Alguns de nós já têm autonomia para tocar as suas vidas. Mas muitas famílias
vão voltar a sofrer muito se essas políticas faltarem”.
Articulação
e inventividade
Dona
Gerusa é uma grande defensora do Bolsa Família, programa que, dia sim, dia não,
volta à berlinda recebendo críticas que o acusam de assistencialista — como na
declaração do presidente da Câmara dos Deputados Rodrigo Maia (DEM-RJ), que em
janeiro afirmou, durante palestra nos Estados Unidos, que o programa “escraviza
pessoas”. Para o deputado, é necessário oferecer uma “porta de saída” às
famílias que recebem o recurso. Na
opinião de dona Gerusa, para os 13,8 milhões de famílias pobres que preencheram
os requisitos e receberam o benefício em dezembro de 2017, o programa é
extremamente necessário. “Foi o Bolsa Família que tirou a pobreza dessa pobreza
extrema”, conclui.
Na
vizinhança de dona Gerusa, mora dona Maria Aparecida da Silva Pequeno. Separada
do marido, ela vive com dois dos seus três filhos. Nas suas palavras, os 124
reais que recebe mensalmente do Bolsa Família são “uma ajuda e tanto”. “A gente
vive da agricultura de baixa renda, não temos um salário”, diz. “Antes disso,
era muito ruim, a gente não tinha aquela basezinha pra contar e sofria muito,
porque tinha os filhos na escola, precisava comprar um caderno ou um livro e às
vezes não tinha como”. Há quatro anos, dona Maria Aparecida foi contemplada
também pelo Brasil sem Miséria, programa lançado em 2011 que incluía
complementação de renda e articulava mais de 100 programas sociais, um deles
voltado para implantação de horta ou criação de animais de pequeno porte.

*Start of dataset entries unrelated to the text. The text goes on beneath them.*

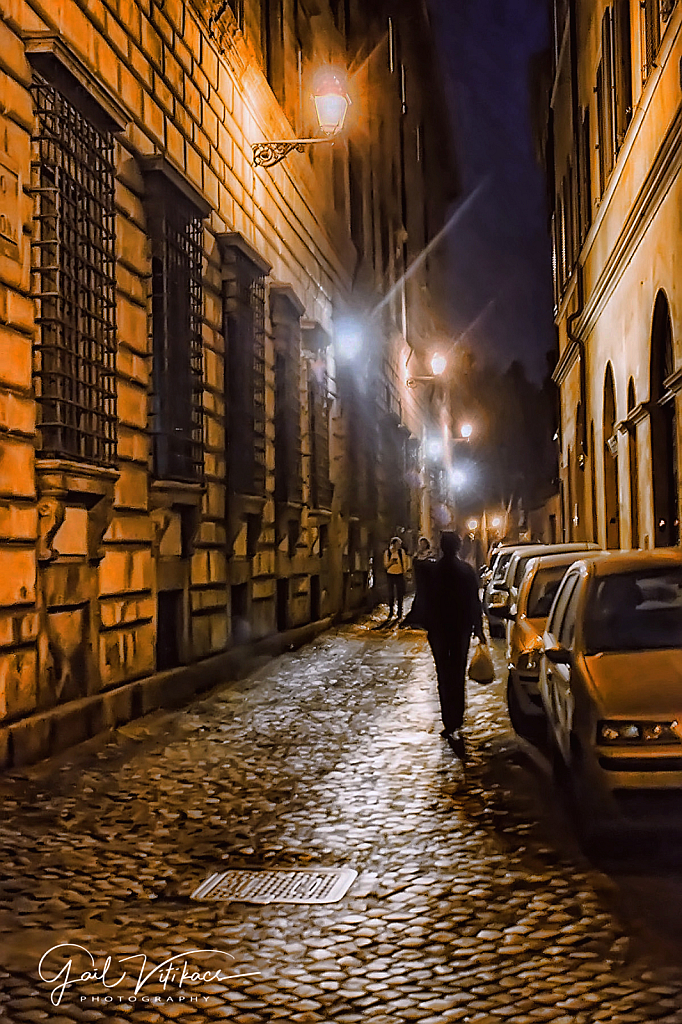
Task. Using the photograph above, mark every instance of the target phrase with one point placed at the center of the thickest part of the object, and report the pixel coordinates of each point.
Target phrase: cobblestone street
(472, 901)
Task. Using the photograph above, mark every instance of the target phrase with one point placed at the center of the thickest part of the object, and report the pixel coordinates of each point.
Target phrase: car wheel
(530, 727)
(590, 830)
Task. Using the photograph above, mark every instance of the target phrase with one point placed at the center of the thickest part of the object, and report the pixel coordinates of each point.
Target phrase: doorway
(169, 629)
(664, 430)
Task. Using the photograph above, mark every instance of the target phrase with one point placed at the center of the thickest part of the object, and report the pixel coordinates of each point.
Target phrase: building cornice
(657, 183)
(567, 360)
(52, 57)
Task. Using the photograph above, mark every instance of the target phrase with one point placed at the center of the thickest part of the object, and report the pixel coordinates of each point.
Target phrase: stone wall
(110, 576)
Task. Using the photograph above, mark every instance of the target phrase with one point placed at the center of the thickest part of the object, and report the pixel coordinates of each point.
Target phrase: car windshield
(544, 587)
(520, 569)
(640, 610)
(501, 565)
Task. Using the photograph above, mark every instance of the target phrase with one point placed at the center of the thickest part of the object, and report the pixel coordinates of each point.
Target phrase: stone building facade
(613, 152)
(206, 435)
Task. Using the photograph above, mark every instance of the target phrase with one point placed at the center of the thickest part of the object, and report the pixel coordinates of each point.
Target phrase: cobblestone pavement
(472, 902)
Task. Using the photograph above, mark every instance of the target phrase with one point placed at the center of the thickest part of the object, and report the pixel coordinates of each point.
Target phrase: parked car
(527, 619)
(498, 567)
(610, 683)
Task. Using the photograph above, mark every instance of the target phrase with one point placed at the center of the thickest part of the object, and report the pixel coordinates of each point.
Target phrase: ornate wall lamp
(438, 367)
(332, 104)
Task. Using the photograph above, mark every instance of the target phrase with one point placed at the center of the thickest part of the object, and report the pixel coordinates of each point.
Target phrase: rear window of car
(635, 611)
(543, 590)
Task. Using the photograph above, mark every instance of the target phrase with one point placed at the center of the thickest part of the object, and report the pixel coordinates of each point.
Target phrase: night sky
(498, 249)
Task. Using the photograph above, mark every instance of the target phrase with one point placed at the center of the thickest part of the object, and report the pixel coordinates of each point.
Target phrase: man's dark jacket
(453, 602)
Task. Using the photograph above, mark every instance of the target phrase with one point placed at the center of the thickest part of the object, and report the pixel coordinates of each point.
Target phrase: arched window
(664, 429)
(610, 463)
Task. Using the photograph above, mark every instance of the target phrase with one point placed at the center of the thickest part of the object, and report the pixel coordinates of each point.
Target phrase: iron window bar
(321, 485)
(244, 298)
(74, 265)
(177, 420)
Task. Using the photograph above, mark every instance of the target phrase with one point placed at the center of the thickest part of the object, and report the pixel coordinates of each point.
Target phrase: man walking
(454, 613)
(395, 563)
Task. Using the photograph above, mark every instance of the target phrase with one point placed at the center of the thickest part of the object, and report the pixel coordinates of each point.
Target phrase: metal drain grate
(321, 885)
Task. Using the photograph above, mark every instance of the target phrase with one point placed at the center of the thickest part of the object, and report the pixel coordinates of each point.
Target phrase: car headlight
(638, 732)
(528, 662)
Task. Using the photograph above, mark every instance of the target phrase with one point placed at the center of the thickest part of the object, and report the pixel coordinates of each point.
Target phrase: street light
(438, 367)
(332, 103)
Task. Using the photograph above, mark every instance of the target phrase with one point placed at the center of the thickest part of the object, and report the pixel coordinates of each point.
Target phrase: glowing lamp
(348, 341)
(434, 448)
(438, 364)
(331, 104)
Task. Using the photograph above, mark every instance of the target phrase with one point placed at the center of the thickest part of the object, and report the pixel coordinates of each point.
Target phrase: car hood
(642, 684)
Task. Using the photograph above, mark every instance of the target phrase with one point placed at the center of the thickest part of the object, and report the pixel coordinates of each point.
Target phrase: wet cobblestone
(472, 902)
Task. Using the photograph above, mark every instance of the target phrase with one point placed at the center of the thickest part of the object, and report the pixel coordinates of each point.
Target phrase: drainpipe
(572, 317)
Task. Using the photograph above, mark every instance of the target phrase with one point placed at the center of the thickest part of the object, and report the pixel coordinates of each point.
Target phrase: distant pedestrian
(453, 614)
(422, 563)
(396, 564)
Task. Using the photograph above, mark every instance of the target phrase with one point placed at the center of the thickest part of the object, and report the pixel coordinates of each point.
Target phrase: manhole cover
(321, 885)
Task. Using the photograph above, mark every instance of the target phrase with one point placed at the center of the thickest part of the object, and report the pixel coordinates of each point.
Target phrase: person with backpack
(396, 564)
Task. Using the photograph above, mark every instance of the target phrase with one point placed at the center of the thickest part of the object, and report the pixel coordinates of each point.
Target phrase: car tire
(530, 727)
(590, 832)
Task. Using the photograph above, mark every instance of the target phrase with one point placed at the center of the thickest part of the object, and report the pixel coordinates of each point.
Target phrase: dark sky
(498, 248)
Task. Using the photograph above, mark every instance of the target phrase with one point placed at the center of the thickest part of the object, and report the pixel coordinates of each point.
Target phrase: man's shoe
(456, 740)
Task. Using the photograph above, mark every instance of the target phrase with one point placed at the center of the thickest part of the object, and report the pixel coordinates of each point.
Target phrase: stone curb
(57, 729)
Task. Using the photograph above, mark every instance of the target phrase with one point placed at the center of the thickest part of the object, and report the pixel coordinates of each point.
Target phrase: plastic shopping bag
(480, 668)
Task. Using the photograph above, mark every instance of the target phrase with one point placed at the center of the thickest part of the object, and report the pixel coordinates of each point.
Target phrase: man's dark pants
(450, 653)
(395, 592)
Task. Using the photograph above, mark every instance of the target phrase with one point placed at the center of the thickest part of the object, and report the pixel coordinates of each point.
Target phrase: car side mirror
(558, 655)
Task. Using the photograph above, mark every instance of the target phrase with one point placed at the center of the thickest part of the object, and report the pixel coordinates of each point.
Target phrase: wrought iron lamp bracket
(269, 154)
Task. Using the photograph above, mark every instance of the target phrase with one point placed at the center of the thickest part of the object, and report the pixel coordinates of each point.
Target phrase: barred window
(75, 267)
(177, 427)
(245, 369)
(285, 315)
(318, 412)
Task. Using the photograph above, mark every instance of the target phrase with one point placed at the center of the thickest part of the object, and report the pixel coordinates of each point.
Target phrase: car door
(559, 675)
(555, 679)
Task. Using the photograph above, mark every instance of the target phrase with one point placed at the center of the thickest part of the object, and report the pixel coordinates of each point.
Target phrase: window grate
(288, 476)
(75, 267)
(245, 342)
(177, 312)
(321, 486)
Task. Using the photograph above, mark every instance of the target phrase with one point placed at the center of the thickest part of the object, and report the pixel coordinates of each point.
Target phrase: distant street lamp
(332, 103)
(438, 367)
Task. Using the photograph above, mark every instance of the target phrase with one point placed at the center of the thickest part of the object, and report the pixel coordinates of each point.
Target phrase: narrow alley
(472, 901)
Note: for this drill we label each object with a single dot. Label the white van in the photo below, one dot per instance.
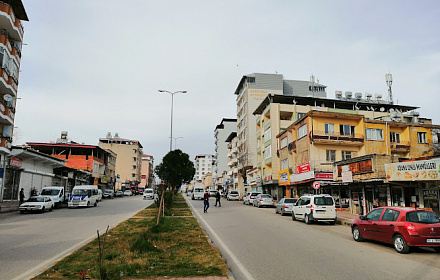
(56, 194)
(198, 191)
(84, 195)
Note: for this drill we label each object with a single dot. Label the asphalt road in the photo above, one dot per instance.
(259, 244)
(29, 243)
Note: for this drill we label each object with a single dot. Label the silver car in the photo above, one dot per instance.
(284, 206)
(264, 200)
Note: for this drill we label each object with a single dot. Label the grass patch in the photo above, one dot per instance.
(139, 248)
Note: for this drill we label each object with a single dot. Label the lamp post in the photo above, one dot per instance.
(175, 141)
(172, 101)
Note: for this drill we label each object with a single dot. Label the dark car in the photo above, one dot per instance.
(400, 226)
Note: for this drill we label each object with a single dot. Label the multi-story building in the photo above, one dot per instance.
(251, 91)
(341, 146)
(128, 161)
(147, 177)
(12, 13)
(221, 133)
(203, 164)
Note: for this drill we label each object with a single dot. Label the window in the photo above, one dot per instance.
(347, 130)
(347, 155)
(283, 142)
(394, 137)
(330, 155)
(302, 131)
(374, 134)
(329, 129)
(421, 137)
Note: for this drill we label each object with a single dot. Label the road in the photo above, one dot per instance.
(29, 243)
(259, 244)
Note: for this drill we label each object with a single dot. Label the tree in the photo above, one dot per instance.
(175, 169)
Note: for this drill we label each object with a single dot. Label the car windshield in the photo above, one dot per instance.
(50, 192)
(81, 192)
(323, 200)
(36, 199)
(422, 217)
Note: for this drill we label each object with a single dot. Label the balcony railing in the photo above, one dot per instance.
(322, 136)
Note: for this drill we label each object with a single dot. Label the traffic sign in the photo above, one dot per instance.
(316, 185)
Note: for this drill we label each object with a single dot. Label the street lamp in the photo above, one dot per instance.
(175, 141)
(172, 101)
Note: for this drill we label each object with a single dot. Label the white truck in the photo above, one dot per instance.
(56, 193)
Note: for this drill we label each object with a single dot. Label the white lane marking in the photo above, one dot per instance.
(229, 252)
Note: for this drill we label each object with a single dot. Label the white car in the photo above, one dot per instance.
(37, 203)
(318, 208)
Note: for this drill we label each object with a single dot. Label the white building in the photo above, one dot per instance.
(221, 133)
(203, 165)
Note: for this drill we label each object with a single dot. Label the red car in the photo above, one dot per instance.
(402, 227)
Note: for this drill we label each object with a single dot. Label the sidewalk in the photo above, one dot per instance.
(345, 218)
(8, 206)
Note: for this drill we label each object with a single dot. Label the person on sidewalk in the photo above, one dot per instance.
(21, 196)
(217, 199)
(206, 201)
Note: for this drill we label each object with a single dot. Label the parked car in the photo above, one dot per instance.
(403, 227)
(108, 194)
(249, 198)
(233, 195)
(284, 206)
(264, 200)
(37, 204)
(315, 208)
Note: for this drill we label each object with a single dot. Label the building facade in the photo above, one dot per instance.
(221, 133)
(128, 161)
(12, 14)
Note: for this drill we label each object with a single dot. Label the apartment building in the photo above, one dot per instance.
(251, 91)
(147, 177)
(342, 146)
(12, 14)
(128, 161)
(203, 164)
(221, 133)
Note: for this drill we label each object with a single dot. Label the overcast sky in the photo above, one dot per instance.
(92, 67)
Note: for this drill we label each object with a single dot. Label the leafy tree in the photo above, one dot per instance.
(175, 169)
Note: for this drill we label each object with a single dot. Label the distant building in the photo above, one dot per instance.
(128, 161)
(203, 164)
(12, 13)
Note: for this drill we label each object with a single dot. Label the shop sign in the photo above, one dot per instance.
(283, 177)
(303, 168)
(421, 170)
(15, 161)
(324, 176)
(294, 178)
(347, 177)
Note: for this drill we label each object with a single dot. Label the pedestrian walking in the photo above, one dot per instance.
(21, 195)
(217, 199)
(206, 201)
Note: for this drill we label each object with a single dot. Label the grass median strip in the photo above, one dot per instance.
(138, 248)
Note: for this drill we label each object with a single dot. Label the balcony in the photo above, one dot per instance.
(321, 137)
(402, 147)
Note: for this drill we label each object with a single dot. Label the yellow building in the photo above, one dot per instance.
(128, 160)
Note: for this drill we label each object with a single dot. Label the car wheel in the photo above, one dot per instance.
(357, 236)
(400, 244)
(293, 216)
(307, 219)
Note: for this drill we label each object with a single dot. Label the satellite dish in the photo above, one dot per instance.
(7, 97)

“Passei muita dificuldade, não nego. Mas com os valores recebidos, consegui
fazer um chiqueirinho para criação de animais, comprei porco e hoje crio bode,
galinha, peru. Consegui me estabelecer no campo”. No dia em que a reportagem
esteve em sua casa, ela estava abrindo as portas para a montagem de uma oficina
de reúso de água. Os moradores da comunidade passariam dois dias discutindo
tecnologias para a reutilização de águas residuárias na agricultura.
Para
a antropóloga Maria Emília, a experiência que Radis testemunhou na Paraíba é um
bom exemplo para avaliar as transformações do país na última década. “Pensar em
política pública significa também analisar o potencial de mobilização,
articulação e inventividade das organizações da sociedade civil”, ela diz,
acrescentando que, baseada na visão do estoque da água, dos alimentos e das
sementes nativas e na perspectiva de avançar na concretização da Política de
Agroecologia, criada em 2012, estas organizações influenciaram o desenho dos
programas e políticas públicas articuladas.

No
entanto, Maria Emília lembra que o curto período de experimentação positiva nem
bem começou a se afirmar e já vem sendo descontruído. O Programa Cisternas, por
exemplo, pode perder até 92% dos recursos destinados à sua execução em 2018,
como anunciado pelo governo federal. Vale lembrar que, em setembro de 2017, o
mesmo programa foi considerado uma das mais efetivas políticas públicas para
áreas em processo de desertificação do mundo, sendo um dos vencedores do Prêmio
Internacional de Política para o Futuro, concedido durante a 13º Conferência
das Partes da Convenção das Nações Unidas, em Ordos, na China.